Russian President Vladimir Putin “continues trying to make Ukraine a black hole — no light, no electricity, no heating to put the Ukrainians into the darkness and the cold,” said European foreign policy chief Josep Borrell. “So we have to continue our support providing more material for the Ukrainians to face the winter without electricity.”
Borrell was leading a meeting of EU ministers that would specifically “look at the Ukrainian war from the point of view of a humanitarian crisis.”
Over the next three days NATO top officials and foreign ministers will be gathering in Bucharest, Romania, where such humanitarian aspects will also be assessed.
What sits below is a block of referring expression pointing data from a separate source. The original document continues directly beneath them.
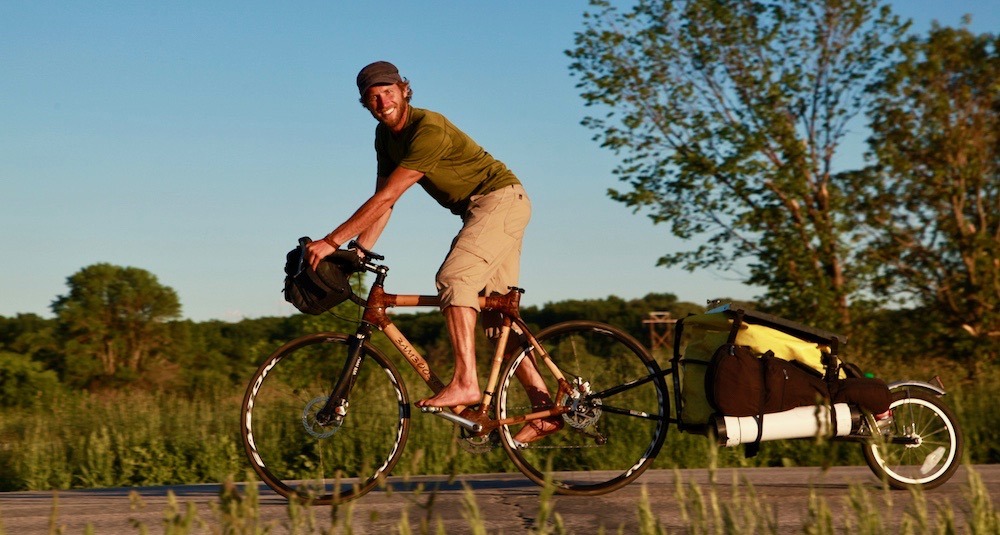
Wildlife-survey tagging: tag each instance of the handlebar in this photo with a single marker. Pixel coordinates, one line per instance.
(364, 261)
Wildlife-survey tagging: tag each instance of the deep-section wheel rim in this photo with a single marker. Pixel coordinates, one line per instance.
(619, 420)
(297, 457)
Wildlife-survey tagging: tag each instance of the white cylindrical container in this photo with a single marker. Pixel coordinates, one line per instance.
(800, 422)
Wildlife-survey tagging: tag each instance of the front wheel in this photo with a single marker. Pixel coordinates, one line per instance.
(618, 409)
(919, 445)
(300, 458)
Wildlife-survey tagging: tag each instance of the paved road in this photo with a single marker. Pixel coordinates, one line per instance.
(508, 503)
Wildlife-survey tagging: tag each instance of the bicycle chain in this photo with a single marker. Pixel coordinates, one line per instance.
(599, 439)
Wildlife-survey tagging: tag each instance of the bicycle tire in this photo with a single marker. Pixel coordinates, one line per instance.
(605, 443)
(298, 458)
(920, 447)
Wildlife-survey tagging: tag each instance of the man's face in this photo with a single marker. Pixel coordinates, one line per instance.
(388, 105)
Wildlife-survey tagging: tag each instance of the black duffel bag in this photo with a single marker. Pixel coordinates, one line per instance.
(315, 292)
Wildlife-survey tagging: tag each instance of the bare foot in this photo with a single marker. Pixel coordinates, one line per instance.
(538, 429)
(452, 397)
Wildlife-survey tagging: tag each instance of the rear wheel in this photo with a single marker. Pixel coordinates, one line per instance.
(300, 458)
(920, 445)
(618, 417)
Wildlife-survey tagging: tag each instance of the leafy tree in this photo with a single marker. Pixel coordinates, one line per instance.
(24, 381)
(729, 115)
(933, 200)
(117, 315)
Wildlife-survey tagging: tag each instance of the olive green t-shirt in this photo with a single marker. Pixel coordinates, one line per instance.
(455, 167)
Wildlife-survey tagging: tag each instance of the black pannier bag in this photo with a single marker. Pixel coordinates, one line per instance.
(741, 384)
(756, 364)
(315, 292)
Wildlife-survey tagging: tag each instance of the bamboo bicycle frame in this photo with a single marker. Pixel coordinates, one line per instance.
(376, 315)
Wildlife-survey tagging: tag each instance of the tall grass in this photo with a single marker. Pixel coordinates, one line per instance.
(704, 510)
(138, 438)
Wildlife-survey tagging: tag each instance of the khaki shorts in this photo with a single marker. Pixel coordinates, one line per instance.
(485, 257)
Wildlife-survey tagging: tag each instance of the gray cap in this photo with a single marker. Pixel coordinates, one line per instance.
(378, 73)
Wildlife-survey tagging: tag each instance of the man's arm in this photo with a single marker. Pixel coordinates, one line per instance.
(370, 219)
(370, 235)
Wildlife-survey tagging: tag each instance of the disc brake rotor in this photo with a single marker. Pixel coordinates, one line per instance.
(309, 419)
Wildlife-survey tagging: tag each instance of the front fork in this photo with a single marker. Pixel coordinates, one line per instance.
(335, 409)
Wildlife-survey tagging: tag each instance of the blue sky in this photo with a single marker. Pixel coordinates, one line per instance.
(198, 140)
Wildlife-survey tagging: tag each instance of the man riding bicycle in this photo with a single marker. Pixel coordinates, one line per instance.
(418, 146)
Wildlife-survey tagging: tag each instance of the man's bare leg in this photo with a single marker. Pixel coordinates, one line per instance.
(464, 386)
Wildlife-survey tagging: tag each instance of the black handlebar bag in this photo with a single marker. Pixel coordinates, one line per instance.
(316, 291)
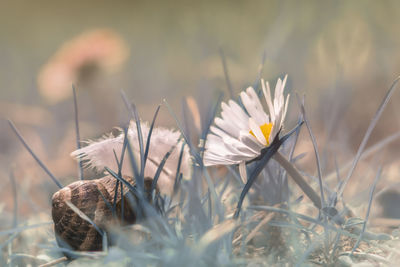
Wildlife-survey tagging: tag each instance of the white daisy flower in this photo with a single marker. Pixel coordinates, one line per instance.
(241, 134)
(100, 154)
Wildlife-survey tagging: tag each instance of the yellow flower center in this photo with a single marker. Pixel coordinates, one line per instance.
(266, 131)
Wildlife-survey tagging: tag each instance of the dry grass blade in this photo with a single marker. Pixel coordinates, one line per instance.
(253, 232)
(371, 127)
(215, 233)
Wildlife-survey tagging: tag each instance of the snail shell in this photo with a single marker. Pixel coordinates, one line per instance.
(78, 234)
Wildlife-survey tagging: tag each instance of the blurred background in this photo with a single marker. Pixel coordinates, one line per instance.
(343, 55)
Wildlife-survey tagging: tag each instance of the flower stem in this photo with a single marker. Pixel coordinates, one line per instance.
(298, 178)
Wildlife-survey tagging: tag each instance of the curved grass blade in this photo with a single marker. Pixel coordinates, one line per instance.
(147, 149)
(371, 195)
(260, 164)
(262, 160)
(371, 126)
(41, 164)
(315, 146)
(192, 149)
(78, 138)
(132, 108)
(160, 168)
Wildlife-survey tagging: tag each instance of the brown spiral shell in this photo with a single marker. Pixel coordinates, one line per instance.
(78, 234)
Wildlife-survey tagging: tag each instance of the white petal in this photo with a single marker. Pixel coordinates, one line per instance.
(228, 127)
(243, 171)
(257, 131)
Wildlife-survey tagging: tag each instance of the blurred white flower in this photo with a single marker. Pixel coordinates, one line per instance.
(100, 154)
(241, 134)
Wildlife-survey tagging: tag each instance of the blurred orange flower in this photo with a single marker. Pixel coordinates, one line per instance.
(101, 49)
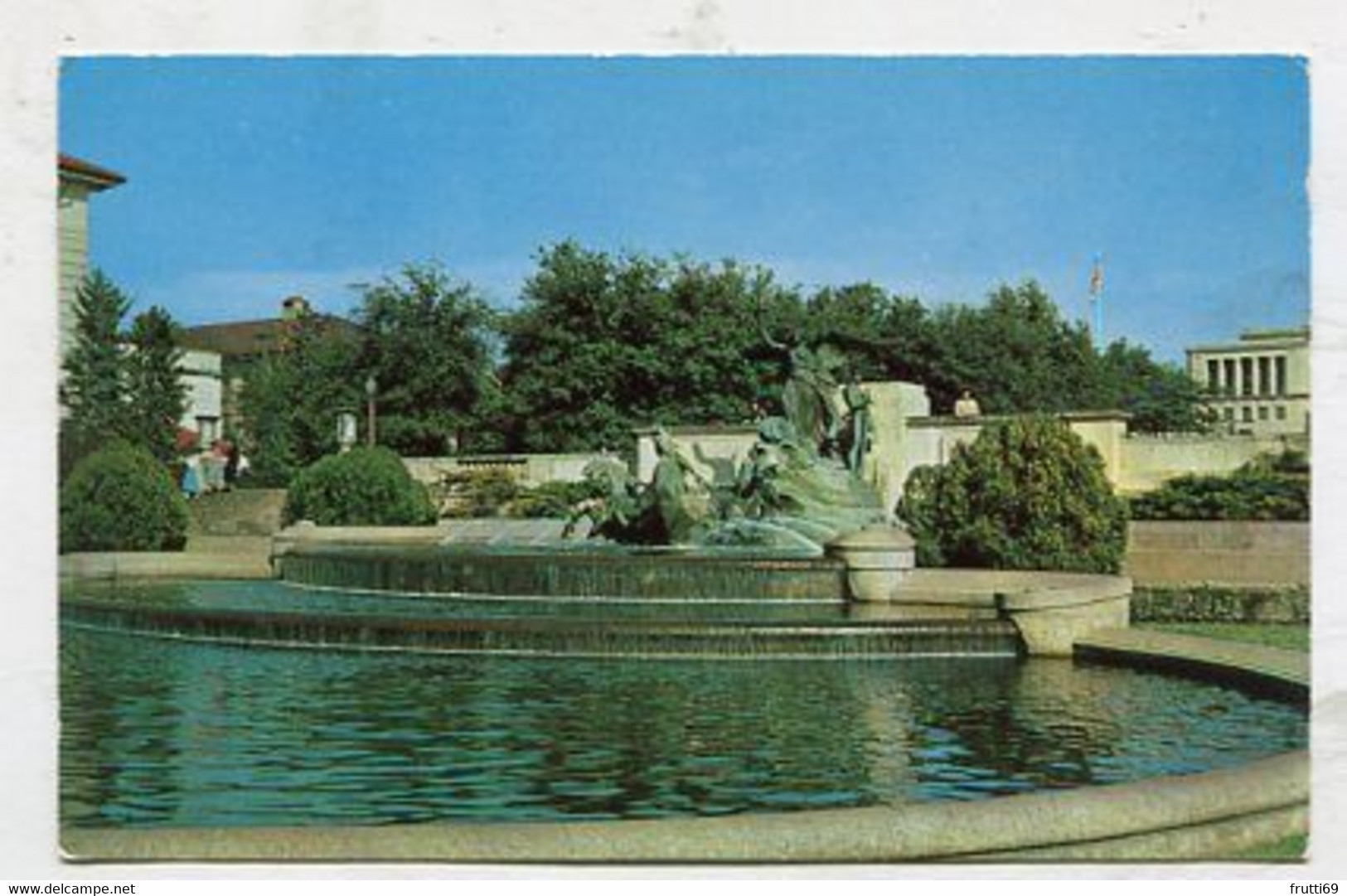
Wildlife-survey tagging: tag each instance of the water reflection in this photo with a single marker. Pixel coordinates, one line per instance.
(157, 732)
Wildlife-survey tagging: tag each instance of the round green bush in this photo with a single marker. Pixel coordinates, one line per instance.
(122, 499)
(362, 487)
(1028, 493)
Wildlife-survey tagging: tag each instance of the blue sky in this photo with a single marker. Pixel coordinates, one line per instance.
(254, 178)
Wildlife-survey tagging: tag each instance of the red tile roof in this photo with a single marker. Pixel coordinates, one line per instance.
(88, 172)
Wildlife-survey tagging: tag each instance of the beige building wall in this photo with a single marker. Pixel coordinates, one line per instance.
(205, 394)
(73, 254)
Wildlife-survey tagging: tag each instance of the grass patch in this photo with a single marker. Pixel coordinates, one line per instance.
(1288, 637)
(1288, 849)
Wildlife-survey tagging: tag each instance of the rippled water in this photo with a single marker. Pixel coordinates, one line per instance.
(157, 732)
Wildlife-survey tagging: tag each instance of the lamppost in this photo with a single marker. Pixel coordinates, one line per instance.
(371, 394)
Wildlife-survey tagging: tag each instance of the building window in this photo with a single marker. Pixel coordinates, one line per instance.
(208, 429)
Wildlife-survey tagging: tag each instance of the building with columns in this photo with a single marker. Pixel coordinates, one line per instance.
(1258, 385)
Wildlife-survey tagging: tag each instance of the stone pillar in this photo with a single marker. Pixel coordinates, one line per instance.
(889, 461)
(877, 562)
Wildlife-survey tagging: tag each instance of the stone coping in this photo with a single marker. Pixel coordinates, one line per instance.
(165, 564)
(1013, 589)
(1189, 816)
(1282, 672)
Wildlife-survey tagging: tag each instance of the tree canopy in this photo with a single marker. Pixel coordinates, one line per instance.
(605, 344)
(601, 344)
(426, 338)
(119, 385)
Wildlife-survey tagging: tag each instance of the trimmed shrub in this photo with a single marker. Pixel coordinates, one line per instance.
(477, 492)
(362, 487)
(1267, 488)
(553, 500)
(122, 499)
(1028, 493)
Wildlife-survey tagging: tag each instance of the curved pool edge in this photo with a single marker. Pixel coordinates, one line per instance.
(1209, 816)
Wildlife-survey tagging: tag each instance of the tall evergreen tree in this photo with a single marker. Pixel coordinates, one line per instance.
(157, 395)
(93, 390)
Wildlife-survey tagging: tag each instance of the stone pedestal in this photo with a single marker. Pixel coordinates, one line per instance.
(877, 562)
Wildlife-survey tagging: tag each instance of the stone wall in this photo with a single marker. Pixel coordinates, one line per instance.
(1226, 553)
(1148, 461)
(239, 512)
(1215, 604)
(531, 469)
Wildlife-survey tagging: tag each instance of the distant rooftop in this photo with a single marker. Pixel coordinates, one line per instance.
(1248, 338)
(243, 338)
(88, 172)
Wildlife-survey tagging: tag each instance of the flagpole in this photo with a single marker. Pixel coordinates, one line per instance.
(1097, 305)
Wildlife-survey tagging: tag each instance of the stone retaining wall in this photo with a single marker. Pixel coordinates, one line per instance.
(1221, 604)
(1226, 553)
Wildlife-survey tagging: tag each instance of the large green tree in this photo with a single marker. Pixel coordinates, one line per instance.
(294, 395)
(1160, 398)
(605, 344)
(427, 338)
(119, 385)
(93, 387)
(1016, 353)
(154, 381)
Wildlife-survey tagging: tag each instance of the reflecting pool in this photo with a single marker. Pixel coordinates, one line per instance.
(161, 732)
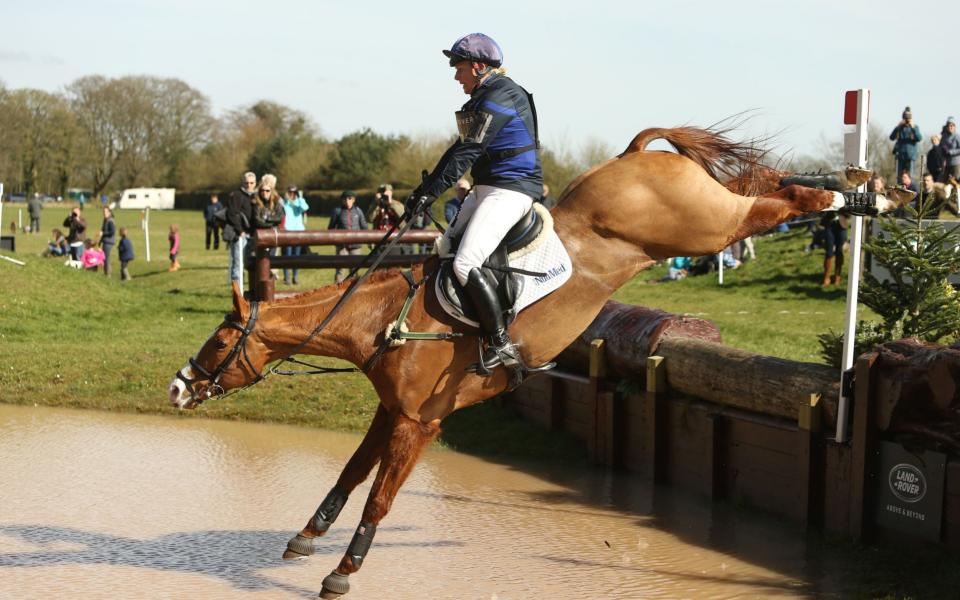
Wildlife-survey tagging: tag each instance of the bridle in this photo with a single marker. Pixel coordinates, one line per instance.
(239, 349)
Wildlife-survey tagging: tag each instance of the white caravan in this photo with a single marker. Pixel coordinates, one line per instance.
(155, 198)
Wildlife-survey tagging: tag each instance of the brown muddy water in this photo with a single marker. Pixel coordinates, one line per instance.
(99, 505)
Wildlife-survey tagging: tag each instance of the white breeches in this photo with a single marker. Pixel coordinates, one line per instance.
(487, 215)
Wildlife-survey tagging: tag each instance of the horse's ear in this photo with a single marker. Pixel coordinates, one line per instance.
(240, 303)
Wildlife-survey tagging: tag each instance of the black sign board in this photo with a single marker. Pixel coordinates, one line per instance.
(910, 491)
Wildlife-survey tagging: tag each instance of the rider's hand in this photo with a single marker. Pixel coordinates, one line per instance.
(418, 202)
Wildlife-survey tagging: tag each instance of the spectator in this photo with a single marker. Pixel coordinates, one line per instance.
(907, 182)
(452, 208)
(295, 211)
(58, 245)
(107, 238)
(876, 184)
(125, 250)
(174, 239)
(905, 136)
(267, 206)
(239, 225)
(950, 146)
(386, 214)
(349, 217)
(76, 228)
(679, 267)
(546, 199)
(210, 218)
(92, 256)
(835, 236)
(935, 159)
(34, 206)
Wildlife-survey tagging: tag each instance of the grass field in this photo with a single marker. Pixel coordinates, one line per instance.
(73, 338)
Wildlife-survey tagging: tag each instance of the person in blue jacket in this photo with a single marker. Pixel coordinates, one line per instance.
(905, 136)
(499, 142)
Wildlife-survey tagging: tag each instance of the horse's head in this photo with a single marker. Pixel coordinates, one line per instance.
(232, 357)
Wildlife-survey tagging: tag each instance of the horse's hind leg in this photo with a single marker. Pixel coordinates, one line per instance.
(358, 468)
(407, 441)
(772, 209)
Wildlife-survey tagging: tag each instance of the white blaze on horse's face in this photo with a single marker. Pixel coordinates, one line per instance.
(178, 393)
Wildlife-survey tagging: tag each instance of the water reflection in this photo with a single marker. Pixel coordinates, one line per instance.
(99, 505)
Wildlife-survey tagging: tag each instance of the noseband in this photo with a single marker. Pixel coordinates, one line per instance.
(239, 348)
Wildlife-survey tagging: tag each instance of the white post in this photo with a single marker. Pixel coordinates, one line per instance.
(855, 153)
(146, 231)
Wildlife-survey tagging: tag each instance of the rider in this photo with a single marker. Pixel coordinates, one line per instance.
(498, 138)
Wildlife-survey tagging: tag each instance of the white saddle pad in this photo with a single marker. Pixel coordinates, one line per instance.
(545, 255)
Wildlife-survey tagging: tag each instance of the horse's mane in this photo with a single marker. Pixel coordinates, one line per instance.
(375, 277)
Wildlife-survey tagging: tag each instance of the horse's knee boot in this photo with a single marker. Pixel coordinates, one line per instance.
(360, 544)
(301, 545)
(334, 585)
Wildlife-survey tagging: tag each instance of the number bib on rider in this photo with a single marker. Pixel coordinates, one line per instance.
(472, 125)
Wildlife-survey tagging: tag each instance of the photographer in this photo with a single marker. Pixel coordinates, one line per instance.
(77, 230)
(386, 213)
(349, 217)
(906, 135)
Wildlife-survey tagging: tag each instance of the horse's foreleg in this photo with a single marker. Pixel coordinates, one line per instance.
(407, 441)
(358, 468)
(772, 209)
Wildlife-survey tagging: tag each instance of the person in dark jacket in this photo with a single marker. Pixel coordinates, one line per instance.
(77, 227)
(349, 217)
(210, 218)
(950, 146)
(905, 136)
(107, 238)
(935, 158)
(125, 250)
(499, 143)
(239, 225)
(34, 207)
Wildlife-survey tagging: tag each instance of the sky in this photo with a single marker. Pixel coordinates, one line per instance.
(600, 71)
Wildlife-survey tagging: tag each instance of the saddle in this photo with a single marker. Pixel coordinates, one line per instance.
(496, 269)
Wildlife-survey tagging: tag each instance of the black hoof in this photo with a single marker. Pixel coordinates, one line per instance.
(334, 585)
(298, 547)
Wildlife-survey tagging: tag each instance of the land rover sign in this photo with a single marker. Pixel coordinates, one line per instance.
(907, 483)
(910, 494)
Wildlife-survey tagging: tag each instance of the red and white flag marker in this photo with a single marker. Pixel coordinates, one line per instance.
(856, 113)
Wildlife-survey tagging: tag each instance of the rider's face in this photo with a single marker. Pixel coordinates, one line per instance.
(466, 76)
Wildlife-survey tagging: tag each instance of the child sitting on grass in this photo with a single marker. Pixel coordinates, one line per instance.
(126, 254)
(174, 238)
(92, 256)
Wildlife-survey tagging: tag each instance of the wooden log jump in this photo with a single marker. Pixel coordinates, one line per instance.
(697, 364)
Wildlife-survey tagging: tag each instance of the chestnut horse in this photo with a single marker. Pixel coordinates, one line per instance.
(615, 220)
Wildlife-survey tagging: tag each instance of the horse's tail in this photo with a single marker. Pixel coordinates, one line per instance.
(719, 156)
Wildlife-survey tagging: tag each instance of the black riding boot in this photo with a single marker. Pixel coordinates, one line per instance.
(500, 348)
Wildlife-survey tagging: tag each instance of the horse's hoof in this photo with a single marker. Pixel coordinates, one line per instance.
(334, 585)
(298, 547)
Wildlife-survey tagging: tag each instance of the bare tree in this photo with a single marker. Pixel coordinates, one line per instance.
(39, 136)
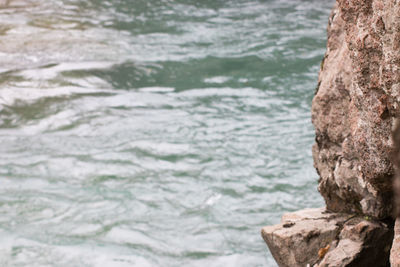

Russia also denied that it had plans to withdraw from the Zaporizhzhia nuclear power plant in southern Ukraine, which it has occupied since the early days of the war.
Kremlin spokesman Dmitry Peskov said in a call with reporters that it was pointless to look for signs of a pullback from the plant “when there are none and there can’t be.”
Peskov’s comments were in response to Ukrainian claims that the Russian forces were bound to retreat from the plant as they face a continuing Ukrainian counteroffensive.
The plant has been shut down following repeated shelling, for which Russia and Ukraine have traded blame. The UN nuclear watchdog and international leaders have urged Russia to demilitarise the plant to avoid a nuclear disaster, but Moscow has rejected the demands, arguing that it needs to maintain troops there to ensure its safety.